Gue juga belajar jadi istri yang punya gentle and quiet spirit. Apakah gue merongrong dan menuntut suami untuk ngumpulin duit lebih lagi? Apa gue ngedumel saat ngadepin kesulitan? Dan pelajaran yang terpenting untuk gue adalah, “Pada saat gue bilang gue mau mempercayai-Nya, seberapa jauh gue sungguh-sungguh mempercayai-Nya? Kita selalu bilang Tuhan adalah provider kita. Kita sudah seringkali mengalami kesulitan keuangan dan kita selalu percaya Dia selalu mencukupi. Pelajaran tersebut terus menerus diterapkan dalam keluarga kita. And that’s where God build us... the next level of faith, every time.

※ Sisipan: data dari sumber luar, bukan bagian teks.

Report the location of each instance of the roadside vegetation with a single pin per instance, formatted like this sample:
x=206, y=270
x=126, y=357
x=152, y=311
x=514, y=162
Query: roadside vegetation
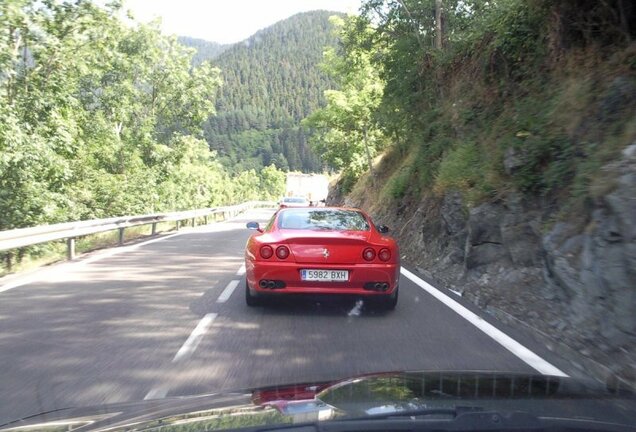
x=480, y=97
x=102, y=118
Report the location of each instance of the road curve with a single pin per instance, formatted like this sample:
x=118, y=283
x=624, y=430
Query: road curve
x=168, y=318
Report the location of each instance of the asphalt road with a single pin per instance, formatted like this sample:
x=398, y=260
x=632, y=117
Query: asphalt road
x=167, y=317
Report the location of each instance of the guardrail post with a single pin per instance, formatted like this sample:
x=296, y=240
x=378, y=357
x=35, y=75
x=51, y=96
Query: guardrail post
x=70, y=248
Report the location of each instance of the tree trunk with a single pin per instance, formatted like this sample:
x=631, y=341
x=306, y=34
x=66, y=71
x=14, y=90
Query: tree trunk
x=438, y=24
x=369, y=158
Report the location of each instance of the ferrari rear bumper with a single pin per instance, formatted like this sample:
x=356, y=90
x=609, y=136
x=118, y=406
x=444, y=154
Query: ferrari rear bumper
x=281, y=277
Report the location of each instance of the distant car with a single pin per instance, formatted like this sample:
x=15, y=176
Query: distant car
x=322, y=250
x=294, y=202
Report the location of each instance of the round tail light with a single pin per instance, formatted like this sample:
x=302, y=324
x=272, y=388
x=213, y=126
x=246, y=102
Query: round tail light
x=384, y=254
x=267, y=251
x=282, y=252
x=368, y=254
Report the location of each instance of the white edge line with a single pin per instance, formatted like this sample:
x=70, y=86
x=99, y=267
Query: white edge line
x=503, y=339
x=227, y=292
x=157, y=393
x=193, y=340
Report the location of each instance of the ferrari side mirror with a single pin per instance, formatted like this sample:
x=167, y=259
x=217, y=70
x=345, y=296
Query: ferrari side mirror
x=254, y=226
x=383, y=229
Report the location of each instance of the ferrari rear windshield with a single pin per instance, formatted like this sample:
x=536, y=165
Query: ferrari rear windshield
x=295, y=200
x=337, y=220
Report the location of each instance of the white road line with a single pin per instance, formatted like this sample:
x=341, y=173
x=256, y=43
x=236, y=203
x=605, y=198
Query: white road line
x=67, y=267
x=227, y=292
x=506, y=341
x=193, y=340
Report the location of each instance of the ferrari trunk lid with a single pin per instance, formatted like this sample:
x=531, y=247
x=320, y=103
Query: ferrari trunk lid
x=326, y=247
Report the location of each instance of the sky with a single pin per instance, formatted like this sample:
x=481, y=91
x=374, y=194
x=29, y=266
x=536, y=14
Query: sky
x=226, y=21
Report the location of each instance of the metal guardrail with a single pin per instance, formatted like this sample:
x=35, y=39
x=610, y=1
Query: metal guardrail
x=17, y=238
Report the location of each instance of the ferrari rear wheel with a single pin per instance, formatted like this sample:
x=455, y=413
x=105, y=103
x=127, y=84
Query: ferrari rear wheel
x=251, y=299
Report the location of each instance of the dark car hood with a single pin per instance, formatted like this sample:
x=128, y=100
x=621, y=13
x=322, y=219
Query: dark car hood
x=362, y=396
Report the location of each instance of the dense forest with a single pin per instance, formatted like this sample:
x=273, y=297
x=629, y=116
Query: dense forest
x=271, y=81
x=99, y=118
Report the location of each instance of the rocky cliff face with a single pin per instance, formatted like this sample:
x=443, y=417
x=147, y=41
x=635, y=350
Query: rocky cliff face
x=572, y=282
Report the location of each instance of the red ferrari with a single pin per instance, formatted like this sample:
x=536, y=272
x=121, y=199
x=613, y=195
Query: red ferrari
x=325, y=250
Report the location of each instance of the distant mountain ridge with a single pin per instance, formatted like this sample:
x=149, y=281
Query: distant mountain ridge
x=271, y=81
x=206, y=50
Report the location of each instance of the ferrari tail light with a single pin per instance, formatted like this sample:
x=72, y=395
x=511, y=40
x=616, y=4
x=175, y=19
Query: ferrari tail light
x=267, y=251
x=368, y=254
x=384, y=254
x=282, y=252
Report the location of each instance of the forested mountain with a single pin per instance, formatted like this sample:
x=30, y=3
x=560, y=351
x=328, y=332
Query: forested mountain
x=104, y=119
x=206, y=50
x=271, y=81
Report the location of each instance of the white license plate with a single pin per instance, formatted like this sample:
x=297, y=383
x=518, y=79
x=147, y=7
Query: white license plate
x=324, y=275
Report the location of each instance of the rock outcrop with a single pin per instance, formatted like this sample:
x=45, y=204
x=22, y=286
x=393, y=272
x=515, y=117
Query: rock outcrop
x=573, y=280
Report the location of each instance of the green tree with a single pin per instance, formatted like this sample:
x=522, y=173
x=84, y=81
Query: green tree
x=346, y=128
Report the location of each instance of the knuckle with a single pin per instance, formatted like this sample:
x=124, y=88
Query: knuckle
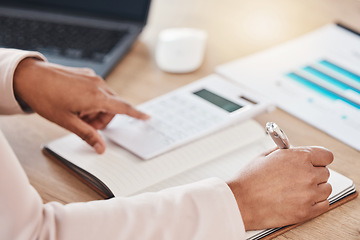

Kita tidak pernah menyesali kita harus ngalamin ini semua, malah dengan semua yang sudah terjadi, kita semakin mengenal karakter-Nya, dan sudah tentu karakter kita juga. Apakah kita benar-benar mempercayai-Nya dalam hal keuangan? Dan Tuhan juga semakin membuka diri-Nya bagi kita.

Gue ngerti beberapa orang gak memahami bahwa inilah cara Tuhan bekerja di keluarga kami. Ini bukan masalah kekurangan uang, tapi ini adalah bagaimana Tuhan seringkali mencukupi keluarga kami. Kita melayani Allah yang hebat, kita bersaksi tentang hal ini semua karena kita pengen tunjukan betapa HEBATNYA TUHAN kita. Terkadang orang sering bilang Tuhan itu hebat, tapi kita ga sungguh-sungguh memahami bagaimana hebatnya Tuhan itu, sampe kita bener-bener ngalamin sendiri dan memperoleh damai sejahtera yang lebih besar. Damai sejahtera yang melampaui segala akal manusia. Damai sejahtera yang kita dapetin karena kita mempercayai-Nya 100%.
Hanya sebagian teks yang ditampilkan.